No recente livro de Hugo Mendes e de Frederico Pinheiro, antigos governantes que tiveram a TAP sob sua tutela, os autores fazem uma comparação do resgate da TAP com o caso da CGD. No caso do banco público, com “uma ligação umbilical a milhões de portugueses”, a controvérsia de o Estado colocar dinheiro na empresa não foi comparável com o resgate da TAP.

É neste remoinho de interesses contraditórios que devemos encontrar a razão de fundo para a impopularidade do resgate à TAP. Entre os grandes beneficiários diretos, muitos pertencem a camadas sociais afluentes, e é nessas que se encontra muito do apoio ao partido onde a sede de privatizações é maior. Já os setores mais favoráveis a um setor público robusto não se vêem especialmente galvanizados por uma empresa que quase só se dão conta existir nos noticiários. Enquanto antes era altamente valorizada por aqueles emigrados e as suas famílias, hoje a ligação é muito mais ténue. Embora o conjunto do país ganhe com uma TAP nacional, estes obstáculos dificultam a criação de uma agenda a favor da transportadora aérea.

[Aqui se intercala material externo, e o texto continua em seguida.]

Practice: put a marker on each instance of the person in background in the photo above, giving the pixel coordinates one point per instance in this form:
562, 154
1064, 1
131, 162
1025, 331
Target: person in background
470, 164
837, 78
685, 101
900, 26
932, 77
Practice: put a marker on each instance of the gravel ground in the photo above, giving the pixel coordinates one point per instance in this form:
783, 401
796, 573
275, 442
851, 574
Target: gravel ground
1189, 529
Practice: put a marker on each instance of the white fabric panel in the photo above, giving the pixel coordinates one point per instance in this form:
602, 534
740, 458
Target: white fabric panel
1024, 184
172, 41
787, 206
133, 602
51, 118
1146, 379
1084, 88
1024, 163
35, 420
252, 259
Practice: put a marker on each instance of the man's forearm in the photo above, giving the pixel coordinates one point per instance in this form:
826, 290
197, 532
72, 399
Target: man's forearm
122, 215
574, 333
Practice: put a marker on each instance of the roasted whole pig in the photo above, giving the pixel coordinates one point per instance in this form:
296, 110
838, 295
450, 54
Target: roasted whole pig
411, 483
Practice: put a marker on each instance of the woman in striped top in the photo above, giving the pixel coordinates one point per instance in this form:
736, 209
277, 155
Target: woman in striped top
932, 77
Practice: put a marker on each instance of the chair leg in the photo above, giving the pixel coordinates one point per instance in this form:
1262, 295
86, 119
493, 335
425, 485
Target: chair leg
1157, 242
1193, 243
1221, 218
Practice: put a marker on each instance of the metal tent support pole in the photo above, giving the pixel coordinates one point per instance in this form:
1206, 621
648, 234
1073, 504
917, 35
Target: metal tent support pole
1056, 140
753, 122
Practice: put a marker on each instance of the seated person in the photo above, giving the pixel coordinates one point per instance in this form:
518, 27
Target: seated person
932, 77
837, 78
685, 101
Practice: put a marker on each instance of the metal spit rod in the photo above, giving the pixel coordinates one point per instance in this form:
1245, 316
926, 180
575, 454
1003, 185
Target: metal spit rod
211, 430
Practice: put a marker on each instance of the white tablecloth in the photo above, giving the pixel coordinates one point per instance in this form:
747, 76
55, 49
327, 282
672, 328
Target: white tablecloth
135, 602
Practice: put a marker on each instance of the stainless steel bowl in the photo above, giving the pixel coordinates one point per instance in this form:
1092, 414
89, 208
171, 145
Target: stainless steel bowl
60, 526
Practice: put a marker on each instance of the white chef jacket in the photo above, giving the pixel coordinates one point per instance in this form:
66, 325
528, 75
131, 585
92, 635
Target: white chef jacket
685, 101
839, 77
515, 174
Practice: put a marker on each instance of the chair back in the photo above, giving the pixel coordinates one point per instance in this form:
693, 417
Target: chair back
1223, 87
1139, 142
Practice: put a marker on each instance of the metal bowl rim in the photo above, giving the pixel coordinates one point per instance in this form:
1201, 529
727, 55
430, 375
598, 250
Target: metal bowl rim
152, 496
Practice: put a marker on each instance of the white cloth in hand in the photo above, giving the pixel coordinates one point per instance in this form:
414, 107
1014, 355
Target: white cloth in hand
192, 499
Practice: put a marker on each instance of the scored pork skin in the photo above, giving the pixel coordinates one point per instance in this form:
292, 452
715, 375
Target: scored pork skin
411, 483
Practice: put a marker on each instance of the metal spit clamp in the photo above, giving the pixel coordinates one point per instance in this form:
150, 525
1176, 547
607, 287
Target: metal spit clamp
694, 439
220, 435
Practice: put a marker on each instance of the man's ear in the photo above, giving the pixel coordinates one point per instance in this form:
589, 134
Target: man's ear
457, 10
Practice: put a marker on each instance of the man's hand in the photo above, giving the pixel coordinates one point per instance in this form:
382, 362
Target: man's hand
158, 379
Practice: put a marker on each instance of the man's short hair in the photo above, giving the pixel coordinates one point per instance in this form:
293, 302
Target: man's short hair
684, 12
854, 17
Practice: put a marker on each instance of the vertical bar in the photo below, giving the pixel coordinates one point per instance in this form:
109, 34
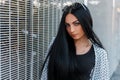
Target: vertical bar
113, 16
0, 43
38, 71
48, 21
43, 28
10, 39
18, 36
32, 55
52, 19
86, 2
26, 40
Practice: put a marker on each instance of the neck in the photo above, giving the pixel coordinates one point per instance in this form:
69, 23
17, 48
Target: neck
82, 45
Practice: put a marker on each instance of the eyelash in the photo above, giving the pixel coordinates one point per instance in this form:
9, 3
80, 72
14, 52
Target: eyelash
75, 24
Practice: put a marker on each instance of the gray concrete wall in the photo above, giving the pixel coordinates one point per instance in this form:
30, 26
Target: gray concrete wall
106, 18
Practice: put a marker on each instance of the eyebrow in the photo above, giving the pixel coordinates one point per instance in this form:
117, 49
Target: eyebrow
72, 22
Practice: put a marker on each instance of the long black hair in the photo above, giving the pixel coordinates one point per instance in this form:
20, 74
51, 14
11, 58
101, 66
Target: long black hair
62, 55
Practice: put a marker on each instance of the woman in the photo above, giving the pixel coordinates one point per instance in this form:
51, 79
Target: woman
76, 53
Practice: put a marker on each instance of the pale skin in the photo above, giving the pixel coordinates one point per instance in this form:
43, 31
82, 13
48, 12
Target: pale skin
74, 29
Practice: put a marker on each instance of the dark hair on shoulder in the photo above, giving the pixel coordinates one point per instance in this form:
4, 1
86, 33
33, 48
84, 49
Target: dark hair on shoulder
62, 59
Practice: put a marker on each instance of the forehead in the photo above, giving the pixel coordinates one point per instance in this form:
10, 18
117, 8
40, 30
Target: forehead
70, 18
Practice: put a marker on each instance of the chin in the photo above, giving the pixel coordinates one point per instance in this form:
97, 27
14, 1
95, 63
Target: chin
76, 38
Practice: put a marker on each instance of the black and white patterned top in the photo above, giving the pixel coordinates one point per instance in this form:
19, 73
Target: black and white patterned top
100, 70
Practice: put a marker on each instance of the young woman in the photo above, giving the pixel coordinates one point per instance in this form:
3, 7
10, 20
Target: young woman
76, 52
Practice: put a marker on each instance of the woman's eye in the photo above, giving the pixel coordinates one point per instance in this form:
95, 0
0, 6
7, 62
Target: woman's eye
76, 23
67, 25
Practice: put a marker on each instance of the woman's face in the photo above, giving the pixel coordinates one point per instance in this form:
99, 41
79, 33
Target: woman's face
74, 27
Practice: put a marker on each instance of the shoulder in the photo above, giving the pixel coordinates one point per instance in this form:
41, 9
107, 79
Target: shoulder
99, 51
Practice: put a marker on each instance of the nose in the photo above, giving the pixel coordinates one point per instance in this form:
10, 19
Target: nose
72, 28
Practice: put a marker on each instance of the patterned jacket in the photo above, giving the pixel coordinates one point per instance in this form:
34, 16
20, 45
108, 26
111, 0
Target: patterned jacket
100, 70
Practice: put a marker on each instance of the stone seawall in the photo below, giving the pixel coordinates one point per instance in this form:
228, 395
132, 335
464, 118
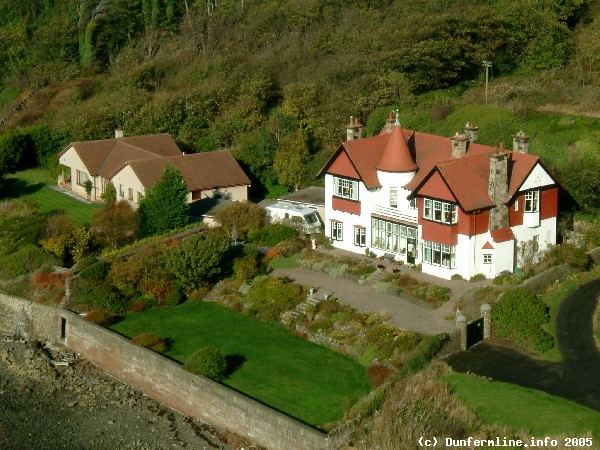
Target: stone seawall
161, 378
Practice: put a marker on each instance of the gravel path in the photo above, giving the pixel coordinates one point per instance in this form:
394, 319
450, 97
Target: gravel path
81, 407
404, 313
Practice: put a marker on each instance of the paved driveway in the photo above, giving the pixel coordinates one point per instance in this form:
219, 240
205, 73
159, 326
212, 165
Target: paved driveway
404, 314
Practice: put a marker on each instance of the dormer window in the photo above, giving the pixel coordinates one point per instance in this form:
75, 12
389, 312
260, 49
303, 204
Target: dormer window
532, 201
393, 197
345, 188
439, 211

Não é por acaso que o PSD é sistematicamente acusado de ter uma posição ambígua sobre a TAP. O partido liderado por Luís Montenegro vê-se em dificuldades para conciliar estas posições contraditórias. Numa lógica semelhante, Montenegro fica encurralado na questão do aeroporto: entre defender um projeto que promova o turismo ou deixar o seu camarada de partido José Luís Arnaut defender os interesses da privatizada ANA, o líder do PSD opta pela omissão envergonhada.

A eutanásia dos entreguistas

No Twitter, um membro da IL que chegou a fazer parte das listas do partido para as legislativas ficou surpreendido por a TAP cobrar 120 euros por malas maiores que as dimensões indicadas. Um defensor da privatização da transportadora aérea pública cai, ao denunciar esta prática (comum no setor e expandida por empresas como a Ryanair), numa contradição óbvia. Este episódio é oportuno como ilustração da agenda política da IL.

A CGD, a outra grande aspiração a ser privatizada, partilha do perfil social da TAP. Em especial nos altos e nos médios quadros, o banco público é composto por pessoas que podemos enquadrar como parte da pequena-média burguesia, quer os que vêm de famílias abastadas, quer os que vêm de camadas populares e atingiram altos perfis de formação. No caso de privatização do banco público, estes quadros estariam entre as principais vítimas do processo. Ao repetir-se a dinâmica que se viu em muitos grupos portugueses que passaram para as mãos de capitais estrangeiros, em particular bancos como o BPI e BES (agora Novo Banco), muitos desses postos de decisão acabariam suprimidos ou deslocalizados.

A burguesia portuguesa é cada vez mais dependente de interesses estrangeiros e esta situação não tem uma solução trivial. Tal como o militante da IL irritado com a cobrança de malas por parte da TAP, aquilo que deseja poderá não ser aquilo que pretende. Enquanto as primeiras privatizações podem ter trazido vários benefícios aos mais ricos em Portugal, a aceleração do processo e a força do entreguismo dos últimos anos pode ditar a sua eutanásia.